Abstract:
Oral squamous cell carcinoma (OSCC) accounts for 90% of all malignancies in the oral cavity and is associated with poor prognosis and survival, especially in individuals with recurrent or metastatic cancer. Thus, it is imperative that potential new druggable targets are studied to allow for the development of more effective treatment. To this end, p21-activated kinase 4 (PAK4) is of interest as its overexpression has been associated to poor prognosis in a subset of OSCC patients. However, while functional studies on PAK4 have been carried out in ovarian, pancreatic, breast, and glioma cell line models, the mechanisms underlying PAK4 activity in OSCC have yet to be delineated.

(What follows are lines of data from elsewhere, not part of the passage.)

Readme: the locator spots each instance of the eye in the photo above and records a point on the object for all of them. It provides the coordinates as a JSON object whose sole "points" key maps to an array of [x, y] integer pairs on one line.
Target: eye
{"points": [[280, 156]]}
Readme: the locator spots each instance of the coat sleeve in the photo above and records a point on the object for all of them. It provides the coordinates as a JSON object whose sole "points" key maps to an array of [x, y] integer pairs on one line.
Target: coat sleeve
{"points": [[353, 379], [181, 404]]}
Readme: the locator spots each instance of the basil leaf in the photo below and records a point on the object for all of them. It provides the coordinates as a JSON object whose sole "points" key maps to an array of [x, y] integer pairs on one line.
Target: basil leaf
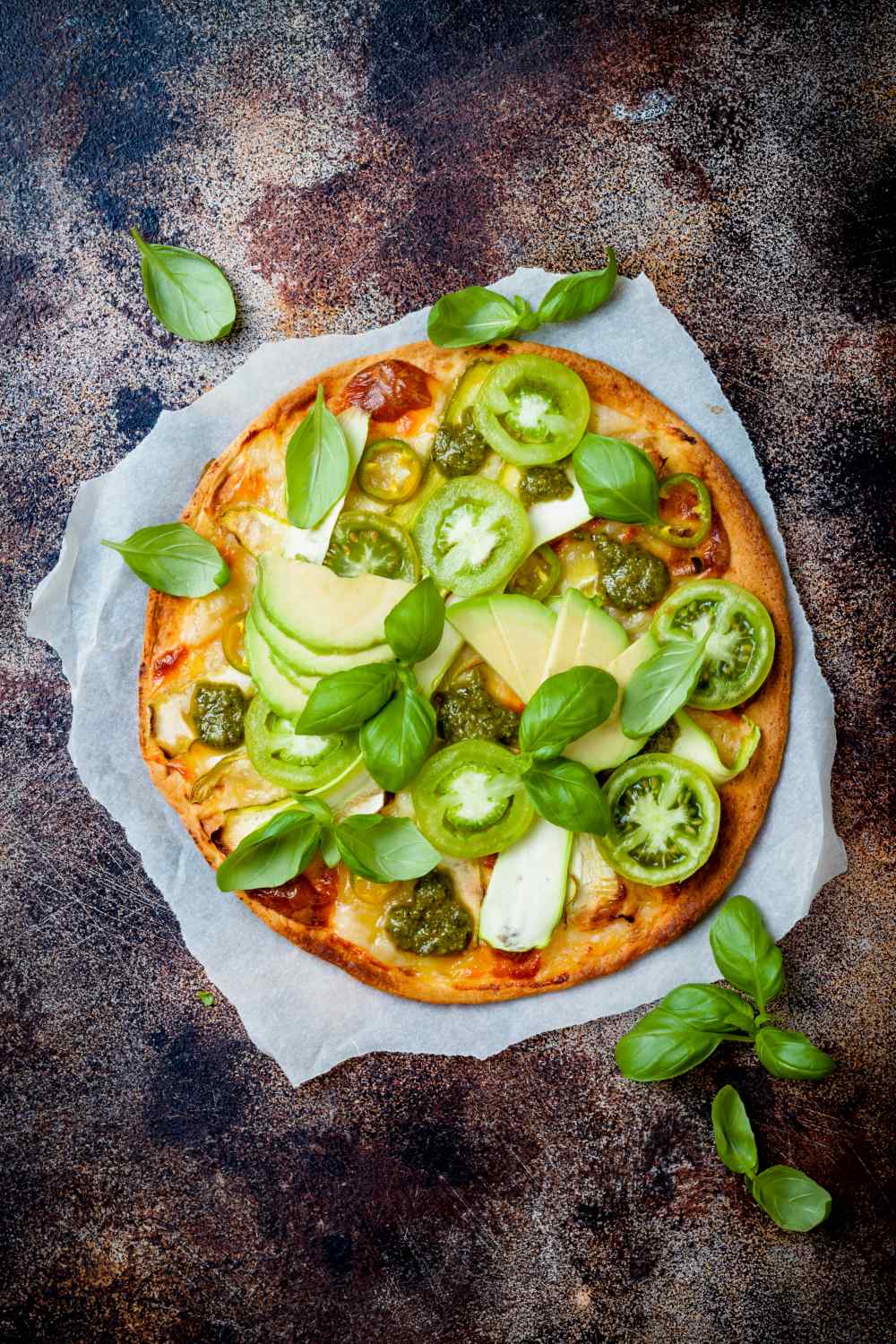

This study has shown that depletion of PAK4 by RNAi-mediated silencing conferred reduced cell motility, and survival in OSCC cell lines. It is also demonstrated that global proteomic and phosphoproteomic profiling of RNAi-mediated PAK4 depletion results in significant perturbations to mRNA splicing factors (SRSF2, SRSF5, SRSF6), proteasome activator subunits (PSME1-4), and 97 phosphoproteins, including the dephosphorylation of proteins involved in MAPK signalling (e.g. SHC1, PEA15, MAPK6), Ras signalling (e.g. NF1, ETS1, RASAL2), and epithelial-mesenchymal transition (ETS1 and VIME) as novel targets of PAK4. Indeed, knockdown of PAK4 perturbs splicing activity in PAK4-depleted OSCC cells, resulting in aberrant intron retention. Medium and low PAK4 expression, too, affects spliceosome activities of a handful of oncogenic genes in primary tumours (SpliceSeq). In conclusion, the results suggest that PAK4 influences mRNA splicing and the proteasome pathway; and since these relationships have yet to be demonstrated, these findings warrant further studies in unravelling the roles of PAK4.